作品概要

聖なる寓意》は、画家のジョヴァンニ・ベリーニによって描かれた作品。制作年は1490年から1490年で、ウフィツィ美術館に所蔵されている。

『聖なる寓意』は、イタリアルネサンス期の画家である、ジョヴァンニ・ベッリーニによって、1490年から1500年の間に描かれた絵画である。絵は、イタリアのフィレンツェにある、ウフィツィ美術館に展示されている。
聖なる寓意に関する正式な文章は残されていないが、18世紀のオーストリアのウィーン皇帝のコレクションだったと知られている。1793年、当時ウフィツィ美術館のコレクションの分類整理に携わっていたルイジ・ランツィが、美術館のヴェネツィア派ルネサンスとしての価値を高めるために、他の作品と交換した。それは、当時ルネサンスのヴェネツィアで活動したイタリア人画家、ジョルジョーネに帰属すると考えられる。

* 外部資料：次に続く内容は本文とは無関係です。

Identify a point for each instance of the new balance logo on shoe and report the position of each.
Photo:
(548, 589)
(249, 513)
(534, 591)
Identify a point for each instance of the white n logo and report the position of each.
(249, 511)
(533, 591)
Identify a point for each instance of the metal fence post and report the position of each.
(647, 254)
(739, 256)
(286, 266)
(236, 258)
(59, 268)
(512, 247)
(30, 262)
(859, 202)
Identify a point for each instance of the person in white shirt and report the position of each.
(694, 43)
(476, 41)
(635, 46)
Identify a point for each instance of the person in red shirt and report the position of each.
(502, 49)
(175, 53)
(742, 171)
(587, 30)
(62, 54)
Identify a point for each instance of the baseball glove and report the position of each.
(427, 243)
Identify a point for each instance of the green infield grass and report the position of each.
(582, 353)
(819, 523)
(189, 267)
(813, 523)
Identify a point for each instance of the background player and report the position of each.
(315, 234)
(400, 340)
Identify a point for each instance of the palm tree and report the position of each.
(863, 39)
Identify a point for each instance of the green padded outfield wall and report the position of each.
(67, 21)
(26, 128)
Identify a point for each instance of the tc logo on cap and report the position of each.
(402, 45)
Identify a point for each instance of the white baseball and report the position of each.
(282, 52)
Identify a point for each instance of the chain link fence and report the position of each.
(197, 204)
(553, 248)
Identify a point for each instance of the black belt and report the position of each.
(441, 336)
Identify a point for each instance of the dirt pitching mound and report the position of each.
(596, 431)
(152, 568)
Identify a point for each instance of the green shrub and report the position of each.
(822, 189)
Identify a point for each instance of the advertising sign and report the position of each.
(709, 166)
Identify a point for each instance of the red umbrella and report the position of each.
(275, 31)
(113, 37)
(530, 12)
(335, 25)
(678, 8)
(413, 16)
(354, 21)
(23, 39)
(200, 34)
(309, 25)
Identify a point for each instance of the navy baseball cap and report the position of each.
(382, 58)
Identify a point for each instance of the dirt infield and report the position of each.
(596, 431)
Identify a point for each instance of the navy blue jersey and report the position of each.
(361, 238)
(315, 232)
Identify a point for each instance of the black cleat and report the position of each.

イタリアの美術史学者であるジョヴァンニ・バッティスタ・カバルカゼレが、初めに聖なる寓意はジョヴァンニによる作品であると鑑定した。今日、聖なる寓意はジョヴァンニの作品であると広く知られているが、マルコ・バサイーティによる作品だと言及する者もいる。

風景には、多色彩の大理石の敷石が敷き詰められた広いテラスと、遠近法によって、手すりで隔てられた湖岸が描かれている。風景の左側で聖母マリアが、彼女の受胎性を象徴する、円錐形の天蓋の下で崇められている。その天蓋には四段の階段がついているとともに、側面にはイエスの受難に匹敵すると解釈されている、マルシュアースの神話の場面が描かれている。聖母マリアの近くには、二人の正体不明な女性の姿が描かれており、彼女たちは聖者か貞女を表現しているとも言える。二人の女性の内一人は、足が描かれていないため、空気中を漂っているように見える。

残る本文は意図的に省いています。